Publication information
- Publisher: Dynamite Entertainment
- Schedule: Monthly
- Format: Limited series
- Genre: Superhero;
- Publication date: April 6 – September 2017
- No. of issues: 5 (plus a 0 issue)
- Main character(s): Dagar the Invincible Doctor Spektor Lorn Magnus Mighty Samson Solar Tragg Turok

Creative team
- Written by: Aubrey Sitterson Chuck Wendig Kyle Higgins Ray Fawkes
- Artist(s): Alvaro Sarraseca Dylan Burnett Johnny Desjardins Jorge Fornes

= The Sovereigns =

Comic book series

The Sovereigns is a comic book limited series published by Dynamite Entertainment, which started running ran from May 7, 2017, with the prelude issue published on April 6, 2017. The series is written by Aubrey Sitterson, Chuck Wendig, Kyle Higgins and Ray Fawkes, and drawn by Alvaro Sarraseca, Dylan Burnett, Johnny Desjardins and Jorge Fornes.

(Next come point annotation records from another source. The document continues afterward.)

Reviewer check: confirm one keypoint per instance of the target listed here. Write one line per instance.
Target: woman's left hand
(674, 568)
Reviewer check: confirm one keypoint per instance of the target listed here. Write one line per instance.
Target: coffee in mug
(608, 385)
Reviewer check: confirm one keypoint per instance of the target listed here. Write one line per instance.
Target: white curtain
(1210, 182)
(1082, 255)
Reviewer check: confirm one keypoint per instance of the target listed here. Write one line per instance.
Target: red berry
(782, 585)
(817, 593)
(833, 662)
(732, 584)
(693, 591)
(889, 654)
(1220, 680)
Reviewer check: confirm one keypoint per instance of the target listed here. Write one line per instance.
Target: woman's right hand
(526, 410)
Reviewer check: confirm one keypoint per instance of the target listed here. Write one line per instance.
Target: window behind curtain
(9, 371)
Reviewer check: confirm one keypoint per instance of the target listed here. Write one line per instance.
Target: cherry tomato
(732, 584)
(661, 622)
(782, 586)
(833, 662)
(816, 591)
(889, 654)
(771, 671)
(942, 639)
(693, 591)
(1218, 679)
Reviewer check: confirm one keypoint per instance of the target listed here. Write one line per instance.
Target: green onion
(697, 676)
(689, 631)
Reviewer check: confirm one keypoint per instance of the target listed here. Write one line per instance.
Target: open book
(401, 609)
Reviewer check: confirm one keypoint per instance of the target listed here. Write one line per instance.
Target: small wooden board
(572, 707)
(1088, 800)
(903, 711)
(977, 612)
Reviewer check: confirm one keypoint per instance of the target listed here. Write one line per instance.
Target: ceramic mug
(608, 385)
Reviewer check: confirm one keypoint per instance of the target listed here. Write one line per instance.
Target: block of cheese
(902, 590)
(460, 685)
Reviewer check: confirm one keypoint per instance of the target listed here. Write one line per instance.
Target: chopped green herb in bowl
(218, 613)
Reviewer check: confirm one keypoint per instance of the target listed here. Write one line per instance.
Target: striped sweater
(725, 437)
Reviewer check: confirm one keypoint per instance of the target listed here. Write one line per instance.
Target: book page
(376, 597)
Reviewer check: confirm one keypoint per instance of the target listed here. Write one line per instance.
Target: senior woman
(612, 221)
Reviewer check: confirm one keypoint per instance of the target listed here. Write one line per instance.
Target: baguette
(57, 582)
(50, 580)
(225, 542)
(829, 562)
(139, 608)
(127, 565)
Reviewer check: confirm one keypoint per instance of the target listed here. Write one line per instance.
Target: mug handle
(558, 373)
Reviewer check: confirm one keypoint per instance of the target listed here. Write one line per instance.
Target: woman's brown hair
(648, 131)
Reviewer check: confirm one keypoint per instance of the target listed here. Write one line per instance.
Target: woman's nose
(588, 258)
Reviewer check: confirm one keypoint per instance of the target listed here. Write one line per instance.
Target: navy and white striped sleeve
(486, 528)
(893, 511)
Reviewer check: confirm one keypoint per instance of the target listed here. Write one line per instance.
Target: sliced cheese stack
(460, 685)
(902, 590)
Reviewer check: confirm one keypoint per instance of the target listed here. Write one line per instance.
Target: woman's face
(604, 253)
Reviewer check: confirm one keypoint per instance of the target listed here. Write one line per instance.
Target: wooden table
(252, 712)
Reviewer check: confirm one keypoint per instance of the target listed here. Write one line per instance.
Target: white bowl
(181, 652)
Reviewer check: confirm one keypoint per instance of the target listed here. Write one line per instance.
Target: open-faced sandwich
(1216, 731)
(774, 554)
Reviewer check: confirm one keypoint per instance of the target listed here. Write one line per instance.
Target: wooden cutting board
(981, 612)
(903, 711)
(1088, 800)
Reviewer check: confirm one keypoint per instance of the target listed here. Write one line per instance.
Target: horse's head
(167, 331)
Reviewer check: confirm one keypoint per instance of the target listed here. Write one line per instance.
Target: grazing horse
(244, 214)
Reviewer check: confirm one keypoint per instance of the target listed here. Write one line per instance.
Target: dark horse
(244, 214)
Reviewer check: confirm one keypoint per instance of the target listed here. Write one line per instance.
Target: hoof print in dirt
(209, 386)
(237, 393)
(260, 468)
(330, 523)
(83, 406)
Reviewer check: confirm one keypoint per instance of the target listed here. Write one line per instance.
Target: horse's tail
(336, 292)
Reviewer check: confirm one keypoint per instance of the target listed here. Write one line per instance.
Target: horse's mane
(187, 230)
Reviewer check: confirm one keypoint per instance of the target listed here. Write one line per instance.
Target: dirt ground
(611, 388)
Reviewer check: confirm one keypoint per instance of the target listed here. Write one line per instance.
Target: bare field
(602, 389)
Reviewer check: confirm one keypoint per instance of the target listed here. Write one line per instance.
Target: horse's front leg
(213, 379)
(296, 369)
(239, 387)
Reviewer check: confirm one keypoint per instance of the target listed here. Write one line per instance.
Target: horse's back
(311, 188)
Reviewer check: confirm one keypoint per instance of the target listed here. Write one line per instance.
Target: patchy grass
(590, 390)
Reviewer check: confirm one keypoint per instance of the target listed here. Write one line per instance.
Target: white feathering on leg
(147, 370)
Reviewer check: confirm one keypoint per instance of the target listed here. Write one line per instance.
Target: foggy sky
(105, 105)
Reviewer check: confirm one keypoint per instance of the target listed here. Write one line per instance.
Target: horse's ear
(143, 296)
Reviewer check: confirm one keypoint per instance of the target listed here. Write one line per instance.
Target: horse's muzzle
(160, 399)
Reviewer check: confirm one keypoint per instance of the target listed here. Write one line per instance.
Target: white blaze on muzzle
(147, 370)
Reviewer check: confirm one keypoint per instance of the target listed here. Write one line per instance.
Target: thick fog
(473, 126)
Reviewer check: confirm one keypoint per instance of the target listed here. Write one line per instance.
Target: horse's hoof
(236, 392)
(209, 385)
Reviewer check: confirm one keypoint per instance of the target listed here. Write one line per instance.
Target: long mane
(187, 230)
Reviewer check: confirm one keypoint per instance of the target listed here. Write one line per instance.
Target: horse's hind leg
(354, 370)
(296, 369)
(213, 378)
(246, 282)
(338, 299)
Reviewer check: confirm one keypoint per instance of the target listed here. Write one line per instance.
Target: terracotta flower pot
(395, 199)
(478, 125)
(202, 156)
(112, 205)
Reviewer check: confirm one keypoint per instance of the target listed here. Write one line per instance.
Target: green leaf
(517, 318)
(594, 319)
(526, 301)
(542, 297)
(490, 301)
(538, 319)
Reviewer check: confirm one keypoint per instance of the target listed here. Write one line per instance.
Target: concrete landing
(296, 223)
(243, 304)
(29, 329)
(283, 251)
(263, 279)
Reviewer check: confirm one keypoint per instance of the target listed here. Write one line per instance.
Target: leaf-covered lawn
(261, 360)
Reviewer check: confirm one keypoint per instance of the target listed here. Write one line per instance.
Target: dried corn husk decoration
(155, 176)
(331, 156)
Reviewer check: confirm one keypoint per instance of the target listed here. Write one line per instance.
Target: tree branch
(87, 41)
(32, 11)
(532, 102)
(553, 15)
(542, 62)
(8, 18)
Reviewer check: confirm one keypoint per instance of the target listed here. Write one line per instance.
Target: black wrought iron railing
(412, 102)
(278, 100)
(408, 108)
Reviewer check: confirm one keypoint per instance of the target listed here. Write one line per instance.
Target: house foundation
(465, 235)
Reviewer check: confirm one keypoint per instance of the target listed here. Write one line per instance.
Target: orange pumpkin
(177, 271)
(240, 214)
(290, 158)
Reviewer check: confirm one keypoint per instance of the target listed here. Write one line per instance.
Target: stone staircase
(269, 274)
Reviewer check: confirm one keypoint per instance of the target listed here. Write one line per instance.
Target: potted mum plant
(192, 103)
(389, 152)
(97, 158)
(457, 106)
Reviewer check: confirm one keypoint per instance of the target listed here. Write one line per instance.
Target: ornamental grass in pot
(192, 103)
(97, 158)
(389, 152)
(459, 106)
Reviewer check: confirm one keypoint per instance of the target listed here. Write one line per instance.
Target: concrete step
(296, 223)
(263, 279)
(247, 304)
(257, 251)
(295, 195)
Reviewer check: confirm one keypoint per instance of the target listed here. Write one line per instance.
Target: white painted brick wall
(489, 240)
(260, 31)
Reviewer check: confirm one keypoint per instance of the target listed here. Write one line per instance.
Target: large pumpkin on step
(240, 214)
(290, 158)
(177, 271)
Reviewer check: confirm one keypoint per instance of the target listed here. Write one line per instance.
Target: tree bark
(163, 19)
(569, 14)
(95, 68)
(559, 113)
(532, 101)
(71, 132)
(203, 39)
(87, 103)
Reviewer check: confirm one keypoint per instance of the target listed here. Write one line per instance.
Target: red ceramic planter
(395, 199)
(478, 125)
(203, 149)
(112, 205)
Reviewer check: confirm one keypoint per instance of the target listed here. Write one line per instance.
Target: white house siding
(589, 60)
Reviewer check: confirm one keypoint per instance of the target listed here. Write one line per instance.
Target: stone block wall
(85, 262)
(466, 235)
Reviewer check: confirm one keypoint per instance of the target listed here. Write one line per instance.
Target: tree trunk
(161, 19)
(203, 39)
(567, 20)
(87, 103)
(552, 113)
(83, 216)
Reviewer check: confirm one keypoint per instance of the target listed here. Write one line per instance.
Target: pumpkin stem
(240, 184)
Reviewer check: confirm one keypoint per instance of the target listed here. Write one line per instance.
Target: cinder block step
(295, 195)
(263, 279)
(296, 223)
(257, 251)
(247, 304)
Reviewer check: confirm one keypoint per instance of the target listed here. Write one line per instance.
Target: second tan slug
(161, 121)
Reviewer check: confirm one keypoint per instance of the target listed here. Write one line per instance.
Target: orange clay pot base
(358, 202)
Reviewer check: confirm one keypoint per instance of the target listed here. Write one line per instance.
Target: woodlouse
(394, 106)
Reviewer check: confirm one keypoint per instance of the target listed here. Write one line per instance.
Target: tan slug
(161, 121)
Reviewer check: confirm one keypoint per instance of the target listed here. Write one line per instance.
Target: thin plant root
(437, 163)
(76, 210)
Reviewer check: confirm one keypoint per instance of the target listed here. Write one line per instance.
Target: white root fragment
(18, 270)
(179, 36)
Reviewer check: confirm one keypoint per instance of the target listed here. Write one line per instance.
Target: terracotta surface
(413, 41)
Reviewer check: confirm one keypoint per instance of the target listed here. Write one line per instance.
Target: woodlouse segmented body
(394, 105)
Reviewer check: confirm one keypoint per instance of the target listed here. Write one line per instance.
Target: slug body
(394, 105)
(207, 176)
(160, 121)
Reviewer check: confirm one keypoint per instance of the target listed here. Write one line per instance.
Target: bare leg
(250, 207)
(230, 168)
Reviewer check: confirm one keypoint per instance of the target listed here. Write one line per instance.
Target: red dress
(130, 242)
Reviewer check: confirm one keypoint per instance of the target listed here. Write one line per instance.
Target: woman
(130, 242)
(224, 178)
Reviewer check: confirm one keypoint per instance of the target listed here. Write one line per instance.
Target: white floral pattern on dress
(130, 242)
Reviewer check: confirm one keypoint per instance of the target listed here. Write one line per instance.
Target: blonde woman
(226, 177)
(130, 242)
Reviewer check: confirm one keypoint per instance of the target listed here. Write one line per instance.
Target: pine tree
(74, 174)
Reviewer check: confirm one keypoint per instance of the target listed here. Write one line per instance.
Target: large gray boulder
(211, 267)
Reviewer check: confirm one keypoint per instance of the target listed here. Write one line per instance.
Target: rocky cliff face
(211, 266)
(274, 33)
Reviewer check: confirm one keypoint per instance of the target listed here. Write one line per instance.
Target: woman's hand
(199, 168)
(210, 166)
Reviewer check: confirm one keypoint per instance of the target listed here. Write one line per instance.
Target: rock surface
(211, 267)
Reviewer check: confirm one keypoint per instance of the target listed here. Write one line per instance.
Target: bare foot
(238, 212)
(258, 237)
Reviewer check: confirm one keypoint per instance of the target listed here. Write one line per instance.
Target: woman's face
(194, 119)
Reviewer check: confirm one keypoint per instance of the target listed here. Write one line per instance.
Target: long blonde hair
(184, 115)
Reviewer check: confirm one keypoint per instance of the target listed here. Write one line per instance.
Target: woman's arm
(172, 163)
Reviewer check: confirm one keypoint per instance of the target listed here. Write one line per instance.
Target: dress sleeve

The Sovereigns is set in an alternate reality to the universe of Gold Key Comics, and features characters like Turok, Magnus, Solar, Doctor Spektor, Mighty Samson, Dagar the Invincible, Tragg and Lorn.

== Plot ==
Set between 2025 and 2525, on the verge of a post-apocalyptic future, a group of heroes known "The Sovereigns" must reunite to face a threat that will forever change their legacy and bring them face to face with their final destiny.